Víctor de la Serna

Más que espanto, resignación ante la espantada de Mariano Rajoy

Más que espanto, resignación ante la espantada de Mariano Rajoy
Víctor de la Serna. PD

Escribe Víctor de la Serna en El Mundo este 28 de noviembre de 2015 sobre debates electorales y repasa lo que se ha dicho y escrito sobre la espantada de Rajoy:

Mariano Rajoy no estará en los debates preelectorales televisivos a cuatro, y las reacciones han ido de la indignación a la aceptación resignada, tanto en la prensa más proclive al actual Gobierno como en la en principio más crítica.

En ABC, Isabel San Sebastián comentaba con desencanto la incomparecencia como estrategia: «Incomparecencia en la coalición internacional armada para combatir al terrorismo islamista, incomparecencia en el debate de las ideas, incomparecencia en la batalla de los principios, incomparecencia en la pugna por defender unos valores». Pero a continuación reconocía: «La cruda realidad es que el candidato Rajoy no tiene nada que ganar en ese debate y sí mucho que perder, a poco que cometa un error. Por eso rechaza la invitación, consciente de que en España se castiga más duramente una metedura de pata que la falta del coraje necesario para dar la cara. En España gana el que resiste y se resiste mejor sin arriesgar. No somos, desde hace tiempo, un país de gente valiente, ni de convicciones firmes ni de iniciativas audaces. No vence el que mejor convence, sino el que se cubre los flancos. Aquí la democracia llegó tarde y no termina de calar. Falta mucha lluvia fina».

En esas mismas páginas, Ignacio Camacho añadía: «Al igual que el desparrame separatista catalán, la irrupción yihadista otorga al Gobierno un plus de protagonismo y de responsabilidad que, aunque no le dé muchos votos directos, lo sitúa en posición de referencia y le devuelve la iniciativa política».

En El País, en cuyo debate también se ha negado Rajoy a participar, Íñigo Domínguez comentaba el desembarco de políticos en shows televisivos sin relación con la política: «¿Hasta dónde llegarán?
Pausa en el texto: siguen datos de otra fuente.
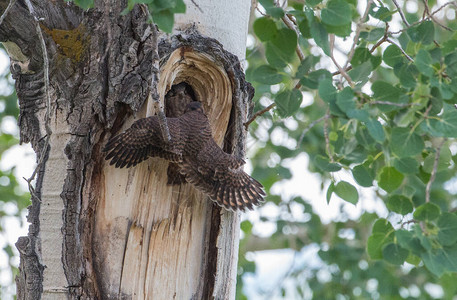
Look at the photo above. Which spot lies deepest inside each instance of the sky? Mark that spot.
(272, 266)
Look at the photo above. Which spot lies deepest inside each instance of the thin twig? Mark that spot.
(425, 19)
(442, 6)
(259, 113)
(3, 16)
(340, 69)
(393, 103)
(427, 12)
(357, 33)
(309, 127)
(327, 139)
(434, 170)
(401, 49)
(196, 5)
(287, 19)
(402, 15)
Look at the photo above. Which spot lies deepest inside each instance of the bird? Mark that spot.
(176, 101)
(192, 148)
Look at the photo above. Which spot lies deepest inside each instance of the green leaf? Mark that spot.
(447, 224)
(361, 55)
(446, 125)
(375, 130)
(304, 28)
(384, 91)
(281, 49)
(407, 73)
(451, 64)
(267, 75)
(327, 91)
(406, 165)
(164, 19)
(362, 176)
(264, 28)
(383, 226)
(314, 78)
(390, 179)
(361, 73)
(427, 212)
(423, 63)
(347, 192)
(381, 235)
(374, 245)
(393, 56)
(246, 226)
(400, 204)
(373, 35)
(383, 14)
(272, 9)
(330, 190)
(405, 143)
(441, 260)
(337, 13)
(423, 33)
(323, 163)
(394, 254)
(443, 163)
(288, 102)
(320, 36)
(345, 100)
(407, 240)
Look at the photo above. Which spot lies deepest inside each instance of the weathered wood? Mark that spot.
(102, 233)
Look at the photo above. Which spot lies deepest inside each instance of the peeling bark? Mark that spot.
(96, 232)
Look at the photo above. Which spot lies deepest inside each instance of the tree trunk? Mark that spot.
(103, 233)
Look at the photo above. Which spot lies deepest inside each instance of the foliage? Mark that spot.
(383, 111)
(382, 80)
(13, 200)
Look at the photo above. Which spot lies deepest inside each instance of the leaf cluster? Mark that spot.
(379, 112)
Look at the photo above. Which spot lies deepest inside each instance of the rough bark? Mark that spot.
(97, 232)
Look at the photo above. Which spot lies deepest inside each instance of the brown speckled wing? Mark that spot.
(221, 177)
(141, 141)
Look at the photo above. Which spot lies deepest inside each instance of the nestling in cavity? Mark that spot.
(193, 150)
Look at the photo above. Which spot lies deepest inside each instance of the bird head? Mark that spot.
(194, 106)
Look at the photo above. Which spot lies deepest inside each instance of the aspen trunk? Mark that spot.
(103, 233)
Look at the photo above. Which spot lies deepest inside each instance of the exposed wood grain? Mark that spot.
(105, 233)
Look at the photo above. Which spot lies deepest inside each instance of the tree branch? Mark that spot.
(3, 16)
(287, 19)
(153, 93)
(340, 69)
(357, 33)
(402, 51)
(47, 95)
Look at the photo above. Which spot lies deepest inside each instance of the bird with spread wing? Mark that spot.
(192, 148)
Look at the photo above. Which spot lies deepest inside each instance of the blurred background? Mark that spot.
(301, 244)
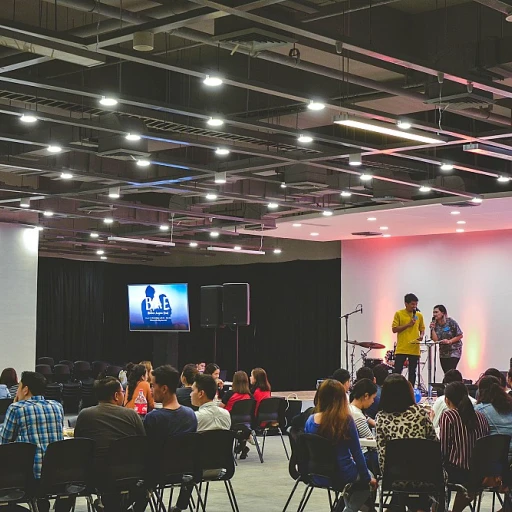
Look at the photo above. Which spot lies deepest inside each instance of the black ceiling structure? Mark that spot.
(309, 87)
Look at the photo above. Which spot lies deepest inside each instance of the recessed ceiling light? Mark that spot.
(28, 118)
(212, 81)
(316, 105)
(215, 121)
(108, 101)
(305, 138)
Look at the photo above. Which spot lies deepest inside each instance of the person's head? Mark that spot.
(204, 389)
(165, 380)
(411, 302)
(397, 394)
(364, 392)
(31, 384)
(213, 370)
(439, 313)
(332, 403)
(109, 390)
(188, 375)
(343, 376)
(456, 397)
(241, 383)
(381, 372)
(365, 373)
(452, 376)
(259, 379)
(9, 377)
(490, 391)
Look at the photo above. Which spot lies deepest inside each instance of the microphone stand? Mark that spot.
(359, 309)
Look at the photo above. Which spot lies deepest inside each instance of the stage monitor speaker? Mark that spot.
(235, 309)
(211, 306)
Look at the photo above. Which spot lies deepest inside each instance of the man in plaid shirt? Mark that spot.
(32, 419)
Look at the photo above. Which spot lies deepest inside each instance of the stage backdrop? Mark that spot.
(469, 273)
(294, 332)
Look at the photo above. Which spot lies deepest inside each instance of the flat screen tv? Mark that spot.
(158, 307)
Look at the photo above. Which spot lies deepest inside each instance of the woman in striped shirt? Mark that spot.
(461, 427)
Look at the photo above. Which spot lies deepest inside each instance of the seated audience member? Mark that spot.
(209, 415)
(136, 384)
(332, 420)
(363, 395)
(105, 423)
(187, 379)
(260, 386)
(461, 427)
(239, 391)
(496, 405)
(33, 419)
(10, 379)
(171, 420)
(440, 404)
(400, 417)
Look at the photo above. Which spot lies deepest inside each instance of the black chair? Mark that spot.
(61, 373)
(413, 468)
(67, 470)
(71, 393)
(17, 473)
(46, 360)
(53, 392)
(270, 417)
(217, 462)
(242, 417)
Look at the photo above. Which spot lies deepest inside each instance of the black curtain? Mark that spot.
(295, 308)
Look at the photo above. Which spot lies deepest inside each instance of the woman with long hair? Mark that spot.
(137, 383)
(496, 405)
(333, 421)
(461, 426)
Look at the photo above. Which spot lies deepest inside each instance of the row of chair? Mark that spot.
(68, 472)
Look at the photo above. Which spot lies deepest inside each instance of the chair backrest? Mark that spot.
(16, 466)
(417, 462)
(67, 467)
(217, 451)
(489, 458)
(242, 412)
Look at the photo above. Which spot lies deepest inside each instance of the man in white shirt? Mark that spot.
(209, 416)
(440, 405)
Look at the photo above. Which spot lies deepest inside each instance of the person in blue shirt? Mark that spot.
(333, 421)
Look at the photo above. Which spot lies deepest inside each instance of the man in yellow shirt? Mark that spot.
(409, 325)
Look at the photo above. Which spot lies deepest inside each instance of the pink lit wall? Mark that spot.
(469, 273)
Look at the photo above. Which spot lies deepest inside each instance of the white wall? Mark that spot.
(18, 296)
(469, 273)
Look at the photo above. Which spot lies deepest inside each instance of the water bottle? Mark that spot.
(141, 404)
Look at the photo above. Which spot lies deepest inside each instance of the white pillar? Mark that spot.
(18, 296)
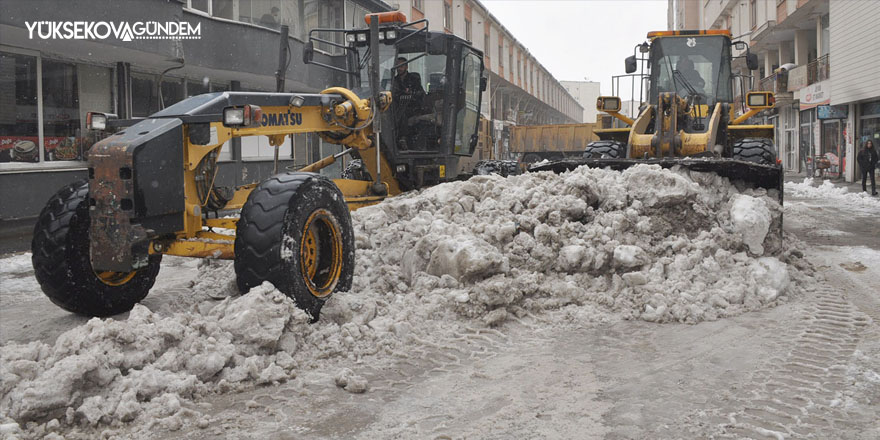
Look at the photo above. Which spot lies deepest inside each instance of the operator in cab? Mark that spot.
(406, 94)
(686, 67)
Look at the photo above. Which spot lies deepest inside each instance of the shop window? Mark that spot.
(870, 123)
(172, 91)
(61, 117)
(806, 135)
(144, 100)
(18, 108)
(325, 14)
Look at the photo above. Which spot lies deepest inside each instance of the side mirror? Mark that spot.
(308, 52)
(631, 64)
(752, 61)
(608, 104)
(760, 100)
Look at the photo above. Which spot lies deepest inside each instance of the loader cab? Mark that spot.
(436, 81)
(691, 65)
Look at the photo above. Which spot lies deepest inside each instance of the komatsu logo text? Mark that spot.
(276, 119)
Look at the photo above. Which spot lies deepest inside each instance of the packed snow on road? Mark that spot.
(583, 248)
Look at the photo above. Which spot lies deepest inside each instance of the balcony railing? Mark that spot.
(819, 70)
(776, 83)
(808, 74)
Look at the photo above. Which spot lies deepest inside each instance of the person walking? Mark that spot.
(868, 158)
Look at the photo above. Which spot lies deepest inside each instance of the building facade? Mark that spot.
(585, 92)
(49, 83)
(817, 56)
(520, 90)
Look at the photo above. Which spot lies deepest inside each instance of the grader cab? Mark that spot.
(688, 116)
(98, 244)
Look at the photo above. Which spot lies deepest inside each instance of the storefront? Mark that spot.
(46, 90)
(869, 123)
(806, 141)
(833, 145)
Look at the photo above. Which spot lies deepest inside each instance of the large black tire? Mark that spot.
(270, 246)
(605, 150)
(757, 150)
(61, 260)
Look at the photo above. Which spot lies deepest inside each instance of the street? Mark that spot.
(805, 367)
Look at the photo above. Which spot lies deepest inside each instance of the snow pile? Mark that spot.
(830, 192)
(17, 279)
(117, 370)
(585, 246)
(646, 243)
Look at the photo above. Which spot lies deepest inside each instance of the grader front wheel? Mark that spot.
(295, 232)
(61, 261)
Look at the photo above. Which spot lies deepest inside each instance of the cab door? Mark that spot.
(468, 98)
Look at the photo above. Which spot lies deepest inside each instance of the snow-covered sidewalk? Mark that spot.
(583, 247)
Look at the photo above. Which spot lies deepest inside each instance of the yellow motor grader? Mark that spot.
(688, 118)
(150, 192)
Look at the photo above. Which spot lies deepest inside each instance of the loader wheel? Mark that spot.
(605, 150)
(757, 150)
(60, 250)
(295, 232)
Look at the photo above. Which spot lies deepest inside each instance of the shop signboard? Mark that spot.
(815, 95)
(832, 111)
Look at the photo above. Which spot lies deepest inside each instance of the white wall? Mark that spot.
(854, 41)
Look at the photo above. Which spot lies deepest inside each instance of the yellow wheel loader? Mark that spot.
(150, 192)
(688, 118)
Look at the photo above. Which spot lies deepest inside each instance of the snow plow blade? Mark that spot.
(752, 174)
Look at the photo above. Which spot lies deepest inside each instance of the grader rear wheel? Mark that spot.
(295, 232)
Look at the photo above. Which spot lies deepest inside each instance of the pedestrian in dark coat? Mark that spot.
(868, 158)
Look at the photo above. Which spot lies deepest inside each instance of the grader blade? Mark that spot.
(769, 177)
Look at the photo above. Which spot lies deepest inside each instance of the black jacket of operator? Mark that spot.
(868, 158)
(409, 84)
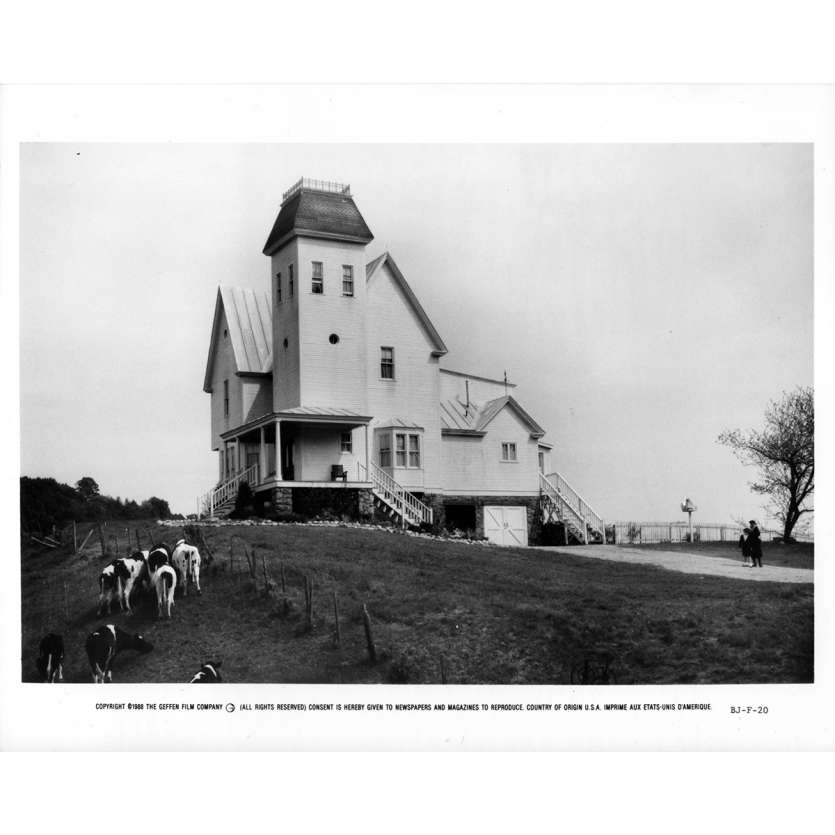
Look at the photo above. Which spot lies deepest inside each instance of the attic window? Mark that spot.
(318, 285)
Dependerá de su sentido de la moderación, y ahí está el problema, porque quieren ganar como sea. Y pasa por caer simpático. Aquí no se manejan ideas, sino sensaciones. Organice usted la Segunda Transición para esto, al final la haremos en parapente o jugando a los bolos».

El sociólogo Jorge Galindo, editor de Politikon, concurría: «Las razones de la prevalencia del regate en corto van más allá del vuelco en el sistema de partidos. La opinión se ha fragmentado. Las ideas viajan más rápido y lejos, pero también mueren antes. Las grandes instituciones que permitían unir a clases enteras bajo un mismo objetivo (partido, iglesia, sindicato, periódico) se han debilitado sin que haya tomado el relevo una sociedad civil organizada. En algún momento deberíamos preguntarnos si esta es la clase de política que queremos. Pero de aquí al 20-D no parece haber elección, y no queda más remedio que echar cuentas con decimales en los márgenes de difusos programas electorales para evitar perder en el límite».